Use of the ventilator was also measured in these patients. In 1997–98, before a NICU service was established at Emory, patients remained on a ventilator an average of 17 days. Once the NICU was established, mean patient-ventilator days dropped from 12 days (1999–2000) to 11 days (2001) and remained steady at 11 days in 2002. Ventilator-associated mortality dropped from 20 percent (1998) to 11 percent (1999) to 8.5 percent (2000), with a relative reduction of 76 percent.

The researchers also looked at the severity-adjusted data, which compares expected length of stay to observed length of stay. The difference is called “opportunity days.” Following NICU establishment, doctors saw an increase in opportunity days because patients were discharged in a shorter amount of time than expected. The University Hospital Consortium considers this severity-adjusted data a benchmark of quality of care.

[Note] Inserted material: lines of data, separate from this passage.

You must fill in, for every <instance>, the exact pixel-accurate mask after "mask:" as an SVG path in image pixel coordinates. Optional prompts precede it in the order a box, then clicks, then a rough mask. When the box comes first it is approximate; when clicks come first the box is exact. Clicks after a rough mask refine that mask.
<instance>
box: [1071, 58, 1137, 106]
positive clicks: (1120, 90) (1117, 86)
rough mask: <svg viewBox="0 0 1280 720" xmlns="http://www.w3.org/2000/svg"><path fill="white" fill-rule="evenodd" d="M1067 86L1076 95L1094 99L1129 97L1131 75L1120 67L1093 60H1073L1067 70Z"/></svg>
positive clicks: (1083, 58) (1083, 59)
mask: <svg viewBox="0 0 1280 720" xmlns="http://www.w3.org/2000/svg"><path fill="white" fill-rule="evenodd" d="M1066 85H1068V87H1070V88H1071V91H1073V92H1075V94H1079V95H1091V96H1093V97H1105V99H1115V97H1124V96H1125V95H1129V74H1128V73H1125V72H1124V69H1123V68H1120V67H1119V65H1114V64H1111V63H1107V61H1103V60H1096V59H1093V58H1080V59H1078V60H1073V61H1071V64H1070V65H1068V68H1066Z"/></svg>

During the time of review, the NICU was staffed with a fellowship-trained neurointensive care physician (Samuels), two nurse practitioners, a pharmacist, a respiratory therapist, a nutritionist and post-graduate neurology and neurosurgery residents. Mustapha Ezzeddine, assistant professor of neurology and neurosurgery, recently joined the team as the demand for this specialty in critical care continues to increase. Emory Hospital is the only hospital in Georgia with such a neurocritical care unit and two fellowship-trained neurointensivists on board.

“While data show that intensive care specialists can help reduce mortality, improve clinical outcome and save hospitals millions of dollars while saving the lives of critical care patients, this type of care is not the standard across the United States,” Samuels said. “We feel these findings are consistent with the larger, more established practice using the intensivist model in general medical and surgical ICUs.”